What was the cause of this intolerance? It has been attributed to the influence of the clergy; but against this opinion we must set the disapproval of Isidore of Seville in his Historia, and of the Fourth Council of Toledo, over which the same prelate presided. Equally untrustworthy is the statement that these measures were forced upon Sisebut by the Emperor Heraclius, in the treaty made between them to which we have already alluded, for there is no text to bear out this statement, and moreover, the analogous case which Fredegar attributes to King Dagobert is equally unproved. All that we know for a fact is that Sisebut adopted the measure without consulting any Council, so that we must attribute the king's resolution either to his own inclination (Sisebut's piety led him to write Lives of the Saints, for instance, the well-known life of St Desiderius), or to the desire of obtaining possession of property by means of confiscation, or of gaining money from the sale of dispensations.

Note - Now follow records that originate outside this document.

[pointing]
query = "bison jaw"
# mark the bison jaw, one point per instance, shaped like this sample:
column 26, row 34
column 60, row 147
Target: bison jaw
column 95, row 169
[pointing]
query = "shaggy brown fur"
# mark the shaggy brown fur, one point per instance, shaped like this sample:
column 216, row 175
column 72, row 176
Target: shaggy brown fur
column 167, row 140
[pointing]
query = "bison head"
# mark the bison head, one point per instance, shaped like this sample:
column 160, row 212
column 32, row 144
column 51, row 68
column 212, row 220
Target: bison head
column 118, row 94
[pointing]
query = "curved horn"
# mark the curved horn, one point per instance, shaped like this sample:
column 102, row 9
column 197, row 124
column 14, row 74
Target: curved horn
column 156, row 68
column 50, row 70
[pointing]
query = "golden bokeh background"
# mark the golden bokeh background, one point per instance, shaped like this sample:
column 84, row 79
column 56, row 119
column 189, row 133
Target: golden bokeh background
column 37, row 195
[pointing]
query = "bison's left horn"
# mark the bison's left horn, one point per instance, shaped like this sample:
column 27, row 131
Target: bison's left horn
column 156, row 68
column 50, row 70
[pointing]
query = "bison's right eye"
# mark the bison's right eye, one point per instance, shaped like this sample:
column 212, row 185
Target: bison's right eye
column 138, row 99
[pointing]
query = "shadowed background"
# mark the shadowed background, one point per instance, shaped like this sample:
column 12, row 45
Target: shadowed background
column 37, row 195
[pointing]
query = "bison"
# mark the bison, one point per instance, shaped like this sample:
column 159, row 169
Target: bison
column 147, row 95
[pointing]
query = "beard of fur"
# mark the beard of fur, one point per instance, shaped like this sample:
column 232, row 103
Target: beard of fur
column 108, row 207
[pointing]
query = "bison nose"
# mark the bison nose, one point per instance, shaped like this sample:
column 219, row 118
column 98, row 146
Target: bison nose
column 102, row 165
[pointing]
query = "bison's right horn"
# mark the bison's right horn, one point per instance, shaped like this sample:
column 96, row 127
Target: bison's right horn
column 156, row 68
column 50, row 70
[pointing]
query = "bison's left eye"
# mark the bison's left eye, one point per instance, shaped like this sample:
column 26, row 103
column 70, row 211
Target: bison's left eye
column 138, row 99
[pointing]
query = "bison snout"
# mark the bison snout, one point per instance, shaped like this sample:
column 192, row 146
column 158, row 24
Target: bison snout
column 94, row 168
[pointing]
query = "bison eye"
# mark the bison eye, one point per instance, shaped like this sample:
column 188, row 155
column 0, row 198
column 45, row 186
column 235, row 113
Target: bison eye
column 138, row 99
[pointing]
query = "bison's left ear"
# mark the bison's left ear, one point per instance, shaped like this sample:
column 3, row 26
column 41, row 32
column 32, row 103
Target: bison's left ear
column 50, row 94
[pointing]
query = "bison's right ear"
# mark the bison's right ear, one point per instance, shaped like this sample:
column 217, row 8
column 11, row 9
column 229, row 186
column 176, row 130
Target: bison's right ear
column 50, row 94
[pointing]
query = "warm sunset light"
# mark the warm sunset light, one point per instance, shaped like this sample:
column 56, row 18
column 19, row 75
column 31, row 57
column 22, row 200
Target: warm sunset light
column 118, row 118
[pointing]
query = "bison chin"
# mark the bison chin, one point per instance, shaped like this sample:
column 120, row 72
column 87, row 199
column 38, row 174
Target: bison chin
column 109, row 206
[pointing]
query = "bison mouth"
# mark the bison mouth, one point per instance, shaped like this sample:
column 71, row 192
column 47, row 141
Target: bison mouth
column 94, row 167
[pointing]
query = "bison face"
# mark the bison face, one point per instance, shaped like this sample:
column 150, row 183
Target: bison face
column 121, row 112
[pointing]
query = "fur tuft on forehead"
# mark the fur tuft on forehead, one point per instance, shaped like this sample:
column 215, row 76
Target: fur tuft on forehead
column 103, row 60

Such were certainly his motives on other occasions. Moreover, he claimed religious authority for himself, for he considered that he was the ecclesiastical head of the bishops, and behaved as such. It is possible that he was also indirectly influenced by the fact that the Jews had assisted the Persians and Arabs in their wars against the Christians of the East. The immediate result of the law was that the greater part of the Jews received baptism, and that, according to the Chronicle of Paulus Emilius, only a few thousands (aliquot millia) sought refuge in Gaul. But this effect must have been short-lived, for we know that, nineteen years later, there were in Spain Jews who had not been baptised and others who had reverted to their former religion.

  1. The existence of this law is proved by contemporary evidence, though it does not appear in the Forum Judicum. From a passage in Isidore of Seville we are led to suppose that this decree was made during the first year of Sisebut's reign, that is to say, in 612.